A propos de ce même Iona Shprekher il est précisé que bien « qu’incroyablement riche, » il « était « d’une telle avarice qu’il ne mangeait que des pommes de terre avec de l’huile et marchait toujours, ne voulant pas dépenser le peu d’argent – 20 grosh- que coûtait un billet de tram. »
Dans un autre guide touristique, en ligne cette fois, on lit à propos du quartier juif où les Juifs se livraient à l’usure – ce qui a des raisons historiques non mentionnées, à savoir l’interdiction faite par l’Eglise aux chrétiens d’exercer cette profession – et à la fabrication d’alcool de contrebande – vrai ou faux ? - que le service des eaux de la ville leur coupait l’eau pour pouvoir exiger des taxes plus élevées, « sachant que les possibilités des Juifs étaient illimitées. » Ce Juif caricatural et immensément riche, là encore.

Un même antisémitisme à New York lors des protestations contre Wall Street, ou dans les banlieues françaises

En ce même 16 octobre à New York, au cours des manifestations contre Wall Street, Ynetnews rapporte la coloration antisémite qu’on a pu y constater. Avec une vidéo particulièrement révoltante dans laquelle on voit un jeune haineux insulter copieusement un Juif portant kippa

Cela n’est pas sans rappeler les motivations d’un certain « gang des barbares » qui tortura des jours durant Ilan Halimi détenu en otage parce que ces jeunes imbéciles, à l’instar de maint « jeune de banlieue », pensaient que les Juifs sont riches et paieraient donc sa rançon...Même prémices .

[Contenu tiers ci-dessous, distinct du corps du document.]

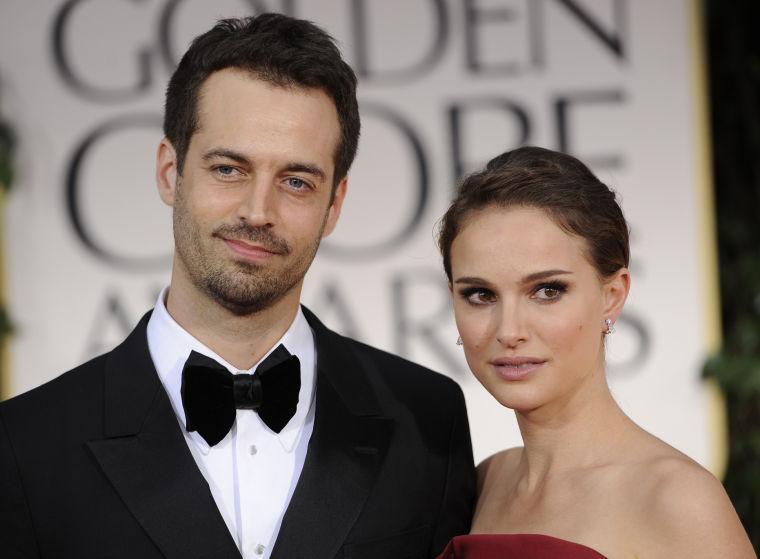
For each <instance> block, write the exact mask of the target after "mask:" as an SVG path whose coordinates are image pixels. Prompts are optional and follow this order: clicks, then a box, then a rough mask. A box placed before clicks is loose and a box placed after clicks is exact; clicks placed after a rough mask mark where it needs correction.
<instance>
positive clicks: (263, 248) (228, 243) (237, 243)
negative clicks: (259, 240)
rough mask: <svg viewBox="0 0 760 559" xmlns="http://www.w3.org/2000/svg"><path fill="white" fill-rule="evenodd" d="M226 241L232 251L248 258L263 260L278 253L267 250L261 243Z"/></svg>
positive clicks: (239, 254)
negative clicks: (249, 243) (258, 243)
mask: <svg viewBox="0 0 760 559" xmlns="http://www.w3.org/2000/svg"><path fill="white" fill-rule="evenodd" d="M224 242H225V244H226V245H227V246H228V247H229V248H230V249H231V250H232V252H234V253H235V254H238V255H240V256H242V257H244V258H245V259H246V260H257V261H263V260H267V259H268V258H271V257H272V256H275V255H276V254H277V253H276V252H273V251H271V250H267V249H265V248H264V247H262V246H260V245H254V244H249V243H246V242H245V241H237V240H235V239H224Z"/></svg>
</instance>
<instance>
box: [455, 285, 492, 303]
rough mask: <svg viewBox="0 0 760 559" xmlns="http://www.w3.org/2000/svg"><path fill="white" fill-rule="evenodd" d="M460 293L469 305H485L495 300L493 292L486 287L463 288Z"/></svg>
mask: <svg viewBox="0 0 760 559" xmlns="http://www.w3.org/2000/svg"><path fill="white" fill-rule="evenodd" d="M461 295H462V297H463V298H464V299H465V300H466V301H467V302H468V303H470V304H471V305H487V304H488V303H493V302H494V301H495V300H496V296H495V295H494V293H493V292H492V291H489V290H488V289H480V288H473V289H465V290H464V291H462V293H461Z"/></svg>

Une différence, toutefois, à New York ce type de propos ne se tient sans doute pas avec l’aval des autorités. Et en France ce type de manifestation n’est pas autorisé par la loi – un manque de démocratie pour ce jeune observateur ukrainien - Autre différence : à Wall Street les propos antisémites étaient accompagnés de propos anti-israéliens, en France c’est le contraire que l’on constate souvent. Ces autres imbéciles à Wall Street pensant, entre autres, que la Bande de Gaza serait toujours occupée par Israël, alors qu’il n’y a qu’un seul Juif en ce lieu, un jeune otage franco-israélien, retenu en otage et au secret depuis plus de 5 ans et qui devrait être libéré en échange de 1027 terroristes dont de nombreux assassins de Juifs.